0

Im trying to read a binary file where the data I'm interested in is separated across the file. Which read pattern is better? (suppose initial stream position is at byte 0)

  1. read(count=8192), seek(offset=20480, origin=Current), read(count=8192), seek(offset=12288, origin=Current)
  2. read(count=8192), seek(offset=28672, origin=Begin), read(count=8192), seek(offset=49152, origin=Begin)

Since .NET Streams enable me to choose the SeekOrigin, which seek pattern is better, the one starting from SeekOrigin.Begin, or the one that continues seeking from the SeekOrigin.Current position?

Does it matter? Can't the OS just do the calculation itself and decide for me?

Paul
  • 1,757
  • 2
  • 11
  • 21

1 Answers1

1

It doesn't matter. SeekOrigin.Current is just a convenience option that helps you avoid having to keep track of the absolute position yourself. Windows already does this internally so it has no trouble converting a Current offset to a Begin offset. Which is what it really needs. How you figured that the OS could seek to 20480 and then to 12288 automatically is unclear. It can't, Windows has no notion of a record size. A file is just a stream of bytes, there's no structure imposed on it.

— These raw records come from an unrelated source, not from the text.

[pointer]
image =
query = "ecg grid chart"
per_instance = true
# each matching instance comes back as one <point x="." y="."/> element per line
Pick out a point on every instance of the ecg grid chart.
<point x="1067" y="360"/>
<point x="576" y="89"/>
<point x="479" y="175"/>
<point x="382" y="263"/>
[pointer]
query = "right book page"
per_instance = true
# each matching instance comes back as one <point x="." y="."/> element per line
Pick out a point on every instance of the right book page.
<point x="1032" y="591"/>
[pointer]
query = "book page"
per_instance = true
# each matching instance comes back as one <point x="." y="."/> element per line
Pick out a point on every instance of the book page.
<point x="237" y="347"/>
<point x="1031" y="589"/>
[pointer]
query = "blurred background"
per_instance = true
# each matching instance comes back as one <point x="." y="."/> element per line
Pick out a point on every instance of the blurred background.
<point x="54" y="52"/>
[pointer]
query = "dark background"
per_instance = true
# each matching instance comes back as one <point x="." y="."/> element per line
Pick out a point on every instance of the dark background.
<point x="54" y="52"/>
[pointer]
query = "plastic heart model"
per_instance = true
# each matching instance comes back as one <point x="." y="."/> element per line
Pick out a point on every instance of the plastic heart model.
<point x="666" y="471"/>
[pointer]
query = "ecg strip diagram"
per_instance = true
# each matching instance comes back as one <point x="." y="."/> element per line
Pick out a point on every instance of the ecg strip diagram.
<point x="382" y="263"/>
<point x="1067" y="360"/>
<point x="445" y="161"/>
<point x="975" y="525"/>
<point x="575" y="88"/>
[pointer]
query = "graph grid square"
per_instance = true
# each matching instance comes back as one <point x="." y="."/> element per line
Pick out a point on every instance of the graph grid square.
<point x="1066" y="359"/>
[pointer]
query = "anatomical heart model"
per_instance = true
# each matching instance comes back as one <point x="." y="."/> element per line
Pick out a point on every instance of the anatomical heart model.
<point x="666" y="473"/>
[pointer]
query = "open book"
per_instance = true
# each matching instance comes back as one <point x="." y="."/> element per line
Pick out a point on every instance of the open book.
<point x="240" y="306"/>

The exact order in which you seek does matter. Your program runs fastest by visiting the file locations in order. Which is a side effect of how data is written to and then read from the disk platter, usually sequentially if the disk isn't heavily fragmented. Something the file system cache takes advantage of, it will pre-read data from the same disk track since it is very cheap to get and fairly likely to be used. By seeking in order, you'll maximize the odds that the data will be present in the cache. You'll just pay for the very fast memory-to-memory copy and won't have to wait for the disk.

Hans Passant
  • 922,412
  • 146
  • 1,693
  • 2,536